– Я и раньше видела подобные руны. Разве они не земные?
– О, они очень древние. Не знаю, каким образом они попали на вашу Землю; возможно, оказались на потерпевшем крушение инопланетном корабле, а может, их вам подарили. Я уверен, что это касается и других символов, которые теперь считаются либо очень древними, либо принадлежащими каким-то неизвестным языкам. Прости… я понимаю: все, что я говорю, может показаться… – он помолчал, подыскивая слово, и наконец нашел одно, которое его устроило, – жутковатым. А что касается моей кожи… точнее, не моей, а Этана… которая серебрится, если дотронешься… думаю, тут просто какая-то химическая реакция.
«Реакция живой ткани на ту ткань, которую я собственной жизненной силой искусственно поддерживаю в живом состоянии», – подумал он, но говорить вслух об этом не захотел, потому что для Никки подобные рассуждения выходят далеко за рамки понятия «жутковатый».
– Понятно, – сказала она и нахмурилась. – Наверное, вроде того. Круто! Интересно, что сказали бы на это мои подружки по боулинг-клубу.
– Они бы просто не поверили, даже если бы я стоял рядом с тобой. Подумали бы, что меня нарочно сделали для того, чтобы… – Он пожал плечами.
– Для того, чтобы сниматься в фильмах ужасов, – сказала Никки.
Он усмехнулся:
– Неужели я такой страшный?
– С твоими глазами? Еще бы, страшный, как черт, – сказала она, не желая скрывать правду.
– Будем надеяться, что я так перепугаю всех горгонцев с сайферами, что они сразу прекратят воевать.
– Да, – согласилась она, – будем надеяться.
И снова ему пришлось искать о чем говорить и как говорить. Общение в этом мире предполагало умение понимать, какой набор слов меньше всего уязвит собеседника.
– Ты прости, что я так неожиданно для тебя отправил его, – наконец проговорил он.

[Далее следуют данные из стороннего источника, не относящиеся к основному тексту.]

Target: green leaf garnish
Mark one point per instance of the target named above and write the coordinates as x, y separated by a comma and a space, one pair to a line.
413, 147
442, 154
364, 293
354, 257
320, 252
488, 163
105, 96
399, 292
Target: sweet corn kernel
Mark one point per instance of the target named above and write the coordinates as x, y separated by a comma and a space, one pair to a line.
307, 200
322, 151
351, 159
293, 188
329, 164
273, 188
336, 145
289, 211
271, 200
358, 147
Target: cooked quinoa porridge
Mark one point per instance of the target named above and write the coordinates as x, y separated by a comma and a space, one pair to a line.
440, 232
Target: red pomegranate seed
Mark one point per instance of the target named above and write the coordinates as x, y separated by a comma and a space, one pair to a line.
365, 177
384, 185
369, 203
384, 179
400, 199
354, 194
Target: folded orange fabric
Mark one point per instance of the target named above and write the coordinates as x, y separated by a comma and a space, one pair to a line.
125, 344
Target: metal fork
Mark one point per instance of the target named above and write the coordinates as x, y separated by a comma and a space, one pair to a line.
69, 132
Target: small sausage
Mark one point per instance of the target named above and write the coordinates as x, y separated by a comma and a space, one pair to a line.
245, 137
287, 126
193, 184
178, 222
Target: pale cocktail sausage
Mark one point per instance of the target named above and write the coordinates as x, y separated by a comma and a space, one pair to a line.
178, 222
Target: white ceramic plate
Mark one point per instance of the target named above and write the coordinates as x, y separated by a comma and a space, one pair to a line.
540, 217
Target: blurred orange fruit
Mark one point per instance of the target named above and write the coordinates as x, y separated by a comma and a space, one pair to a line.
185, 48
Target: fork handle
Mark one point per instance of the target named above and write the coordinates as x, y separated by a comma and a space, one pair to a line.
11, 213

– Ты сказал, что ему было уже пора, и мне кажется, он тоже это понимал. И не надо просить у меня прощения. В конце концов… ты ведь – нечто такое… я хочу сказать, ты существо особенное, не такое, как все. Высшее, что ли. А я… кто я такая, чтобы в чем-то винить тебя?
– И высшие существа совершают ошибки. Ты ведь пошла с нами потому, что верила в него. А я у тебя его забрал. У всех вас забрал. Стоило бы дать ему больше времени.
– Ну что поделать? – сказала она. – Он ведь сейчас где-то от нас далеко, да?
– Да.
– Значит, я должна за него радоваться… хотя… на самом деле я по нему скучаю. Он был классный парень.
Она улыбнулась ему в ответ ласковой, грустной улыбкой.
– И ты тоже ничего, классный, жаль только, что не он.
– Странный, страшный, но классный, – сказал миротворец. – Чего еще желать высшему существу?
Никки рассмеялась, и звук ее смеха показался ему прекрасным. До полного выздоровления еще далековато, но она явно идет на поправку. Теперь нужно как-нибудь сделать все, что нужно, ради Никки и Оливии, ради Дейва и Джей-Ди, и ради Ханны тоже – словом, ради всех, кто продолжает бороться и жить, несмотря на то что надежда на лучшее почти исчезла. Даже ради памяти о тех, кто выдохся и погиб в бесплодных страданиях, даже ради Джефферсона Джерико, ведь тот прекрасно исполнил свою роль, о которой сам Этан некогда лишь смутно подозревал.
– Тебе принести чего-нибудь? – спросил он.
– Не надо, у меня все есть.
– Ну ладно… думаю, мне уже пора.
– Этан! – вдруг окликнула она, когда миротворец уже двинулся к выходу, и он, услышав свое имя, остановился. – Я простила тебя, если, конечно, для тебя важно услышать это. Ты все сделал правильно.
– Спасибо тебе, Никки, – отозвался он; хотя он был не человеком, а существом, созданным мыслью непостижимого, высшего разума, и никогда человеком не станет, ему действительно важно было это услышать, так же важно, как и всякому землянину в его ситуации.
Он вышел и направился туда, куда звала его судьба.
Штурвал вертолета держали уверенные и твердые руки опытных пилотов. С выключенными бортовыми и опознавательными огнями в сгущающихся сумерках он летел все дальше, и шум его несущих винтов был слабо слышен внутри, за звуконепроницаемыми стенками.